Einige Minuten später ist die Attacke vorbei und ich beginne wieder mich zu entspannen. Das Essen ist gut und ich freue mich über solch Kleinigkeiten. Eine Stewardess kommt auf uns zu und erkundigt sich, ob wir Wein zum Essen möchten. Ich bin kurz geneigt die Frage zu bejahen, um die unangenehmen Gefühle zu verdrängen, erinnere mich dann aber an das, was ich schon vor langem gelernt habe: Alkohol ist keine Lösung, ein klarer Geist hingegen hilft meistens eine solche zu finden.
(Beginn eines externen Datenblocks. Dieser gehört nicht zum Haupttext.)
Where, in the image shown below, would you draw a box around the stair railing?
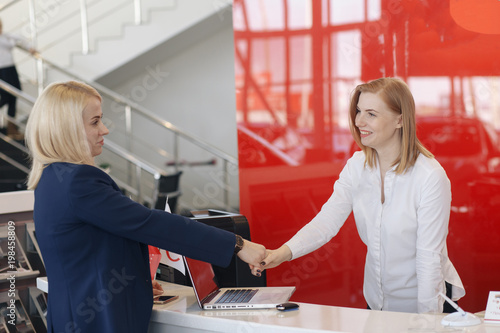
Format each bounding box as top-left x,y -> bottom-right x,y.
13,50 -> 238,211
0,80 -> 166,207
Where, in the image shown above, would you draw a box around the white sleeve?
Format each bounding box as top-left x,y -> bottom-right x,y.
416,169 -> 451,313
285,156 -> 352,259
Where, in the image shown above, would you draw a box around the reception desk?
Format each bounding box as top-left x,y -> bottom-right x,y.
37,277 -> 500,333
149,283 -> 500,333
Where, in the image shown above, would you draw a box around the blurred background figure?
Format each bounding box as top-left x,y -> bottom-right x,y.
0,19 -> 36,140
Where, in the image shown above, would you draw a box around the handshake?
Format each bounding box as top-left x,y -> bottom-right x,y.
237,239 -> 292,276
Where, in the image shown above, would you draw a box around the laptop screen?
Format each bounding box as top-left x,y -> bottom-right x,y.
184,257 -> 219,301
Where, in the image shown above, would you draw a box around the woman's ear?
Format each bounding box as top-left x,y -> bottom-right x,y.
396,114 -> 403,128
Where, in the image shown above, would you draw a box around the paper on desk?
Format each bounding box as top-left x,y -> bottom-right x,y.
484,291 -> 500,324
160,198 -> 186,275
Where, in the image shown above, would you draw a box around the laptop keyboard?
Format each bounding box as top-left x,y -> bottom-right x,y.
215,289 -> 258,303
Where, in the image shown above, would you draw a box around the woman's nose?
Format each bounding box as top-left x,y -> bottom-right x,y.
101,124 -> 109,136
354,112 -> 364,127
Deswegen lehne ich tatsächlich ab und bin über mich selbst so überrascht, dass ich leise lachend den Kopf schüttele.

„Was ist denn jetzt schon wieder? Im ersten Moment, sind sie ganz weit weg und reagieren kaum noch und dann fangen sie auf einmal an zu lachen? Das soll mal einer verstehen.“

„Entschuldigen sie bitte Gordon, ich hatte gerade erste eine leichte Panikattacke, deswegen war ich so abwesend und dann habe ich mich selbst überrascht. Deswegen das Lachen.“

„Panikattacke, genehmigt, aber wie haben sie sich selbst überrascht?“

„Na ja ich hatte ihnen ja schon gesagt, dass früher öfter mal einen über den Durst getrunken habe und jetzt habe ich gerade ernsthaft den Wein abgelehnt. Also entweder bin ich ernsthaft krank, oder die Insel hat mir eine Gehirnäsche verpasst. Der Oliver Queen, der fünf Jahren mit der Gambit in See gestochen ist, hätte das niemals getan.“

„Vielleicht hat dieser Oliver Queen einfach nicht gewusst, dass das Leben zu kurz ist um es in einem Alkohol induzierten Nebel zu zubringen.“

„Ja vielleicht…“

Und das war noch das Geringste, was dieser Oliver Queen nicht gewusst hat, füge ich in Gedanken hinzu. Ich war jung und unbedarft. Ich wusste nicht, wie viel ein Leben wert ist. Ich wusste nicht, wie viel Kraft es braucht um einem Menschen das Genick zu brechen, wusste nicht wie es sich anfühlt, den besten Freund zu hintergehen, welches Gefühl es ist, wenn man Schuld am Tod eines Menschen trägt. Und heute? Heute denke ich, dass ich all das vielleicht manchmal einfach nur vergessen will. Andererseits weiß ich, dass ich nicht vergessen darf, wenn ich nicht will, dass das Opfer meines Vaters um sonst war.